Moscow Helps Amman Builds its 1st Nuclear Plant

Written by | Wednesday, December 11th, 2013
DR. Pavel Hnat

Jordan has opted for nuclear energy to keep up with growing demands and avoid recurring power outages affecting the Middle-eastern country’s economy.
Russian consortium has been picked by the Jordanian authorities to help Amman build its first nuclear power plant in a troubled region rocked by the Arab Spring.
According to a deal sealed with Jordan Atomic Energy Commission, Russian Rosatom’s reactor export subsidiary, AtomStroyExport, will supply the technology, while Rosatom Overseas will operate the facility.
The project will cost about $ 10 billion, or about one third of Jordan’s GDP – will be shared between the consortium (49 pc) and the Jordanian government (51 pc).
The consortium will retain a 49 pc stake in the plant, whose two reactors – the first will be operational by 2020, the second by 2025 – will have a combined capacity of 2000 MW.
Construction works of the power plant are expected to start in 2014. Jordan says this project will help reduce its dependence on foreign energy imports and create some 10,000 well-paying jobs.

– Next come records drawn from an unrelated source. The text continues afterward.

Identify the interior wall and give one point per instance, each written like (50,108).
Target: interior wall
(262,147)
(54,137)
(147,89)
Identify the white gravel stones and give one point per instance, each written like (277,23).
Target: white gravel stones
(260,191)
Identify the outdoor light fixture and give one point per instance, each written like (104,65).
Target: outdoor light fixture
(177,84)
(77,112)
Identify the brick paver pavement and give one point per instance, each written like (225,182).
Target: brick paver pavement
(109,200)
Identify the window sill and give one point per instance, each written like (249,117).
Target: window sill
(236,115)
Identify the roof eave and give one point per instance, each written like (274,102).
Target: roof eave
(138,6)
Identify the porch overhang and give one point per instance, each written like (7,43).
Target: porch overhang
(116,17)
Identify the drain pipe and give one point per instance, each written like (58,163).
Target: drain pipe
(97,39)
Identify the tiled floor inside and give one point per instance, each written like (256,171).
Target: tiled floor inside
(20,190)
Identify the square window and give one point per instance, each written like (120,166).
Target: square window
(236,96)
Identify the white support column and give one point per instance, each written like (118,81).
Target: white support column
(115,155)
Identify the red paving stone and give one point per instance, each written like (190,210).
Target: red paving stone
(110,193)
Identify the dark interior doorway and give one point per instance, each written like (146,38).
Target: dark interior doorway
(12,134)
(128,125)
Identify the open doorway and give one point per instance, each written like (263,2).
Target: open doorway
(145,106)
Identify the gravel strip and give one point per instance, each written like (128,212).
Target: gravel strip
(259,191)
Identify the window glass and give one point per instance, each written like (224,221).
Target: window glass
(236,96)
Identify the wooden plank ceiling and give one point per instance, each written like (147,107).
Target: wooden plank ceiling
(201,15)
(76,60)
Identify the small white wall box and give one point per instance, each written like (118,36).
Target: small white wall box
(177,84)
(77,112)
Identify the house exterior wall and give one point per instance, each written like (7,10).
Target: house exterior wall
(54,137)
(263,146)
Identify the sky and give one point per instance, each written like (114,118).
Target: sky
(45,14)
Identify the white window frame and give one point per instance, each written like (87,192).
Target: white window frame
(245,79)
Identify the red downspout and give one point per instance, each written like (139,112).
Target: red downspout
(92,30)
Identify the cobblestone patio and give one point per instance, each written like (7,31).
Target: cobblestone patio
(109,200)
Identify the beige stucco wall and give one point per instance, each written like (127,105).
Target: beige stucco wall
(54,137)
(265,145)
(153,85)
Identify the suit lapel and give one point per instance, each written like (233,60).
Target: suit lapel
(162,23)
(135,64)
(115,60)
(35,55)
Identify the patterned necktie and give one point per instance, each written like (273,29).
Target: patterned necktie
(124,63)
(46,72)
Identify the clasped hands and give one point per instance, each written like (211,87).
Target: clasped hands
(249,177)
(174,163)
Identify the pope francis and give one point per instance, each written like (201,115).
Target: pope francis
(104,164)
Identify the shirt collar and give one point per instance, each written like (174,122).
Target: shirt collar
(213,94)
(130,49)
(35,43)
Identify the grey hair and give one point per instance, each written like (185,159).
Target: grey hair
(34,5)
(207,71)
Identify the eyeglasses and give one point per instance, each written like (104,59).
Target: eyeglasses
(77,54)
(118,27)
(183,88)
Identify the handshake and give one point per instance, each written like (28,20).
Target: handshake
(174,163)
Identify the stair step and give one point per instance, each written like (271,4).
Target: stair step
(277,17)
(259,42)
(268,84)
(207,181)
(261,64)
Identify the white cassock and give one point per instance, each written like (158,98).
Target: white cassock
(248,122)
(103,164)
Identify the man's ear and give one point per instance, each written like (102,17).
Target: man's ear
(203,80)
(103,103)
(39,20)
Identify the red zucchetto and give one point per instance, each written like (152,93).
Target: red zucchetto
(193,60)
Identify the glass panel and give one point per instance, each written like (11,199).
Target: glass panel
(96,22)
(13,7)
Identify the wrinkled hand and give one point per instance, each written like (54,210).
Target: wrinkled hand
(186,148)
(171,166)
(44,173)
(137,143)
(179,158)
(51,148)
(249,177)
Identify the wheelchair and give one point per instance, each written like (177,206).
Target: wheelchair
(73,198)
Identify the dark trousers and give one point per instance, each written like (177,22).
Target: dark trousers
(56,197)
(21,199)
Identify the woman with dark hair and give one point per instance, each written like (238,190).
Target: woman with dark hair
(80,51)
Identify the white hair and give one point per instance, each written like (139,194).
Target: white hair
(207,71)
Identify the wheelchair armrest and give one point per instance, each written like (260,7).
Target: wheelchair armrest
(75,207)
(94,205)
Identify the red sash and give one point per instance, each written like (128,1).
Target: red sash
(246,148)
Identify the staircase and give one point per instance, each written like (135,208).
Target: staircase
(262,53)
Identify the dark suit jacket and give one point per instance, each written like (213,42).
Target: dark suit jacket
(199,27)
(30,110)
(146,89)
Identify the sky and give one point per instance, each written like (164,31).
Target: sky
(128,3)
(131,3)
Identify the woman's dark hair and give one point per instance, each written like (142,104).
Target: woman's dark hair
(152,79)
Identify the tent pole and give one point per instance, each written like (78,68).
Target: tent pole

Once operational, the plant and its facilities will require hundreds of technicians, maintenance experts and other skilled and semi-skilled personnel whose greater purchasing power will help support the economies of local communities.
Along with a new oil pipeline from Iraq, exploitation of domestic shale oil, and use of renewable energy (wind& solar), the nuclear facility will boost Jordan’s energy mix, cut electricity prices and support the country’s economic growth.
Jordan also mulls building a series of smaller (180-MW) reactors that will provide power in various parts of the country which says it abides by all the guidelines of International Atomic Energy Agency and calls for all weapons of mass destruction to be banned from the Middle East.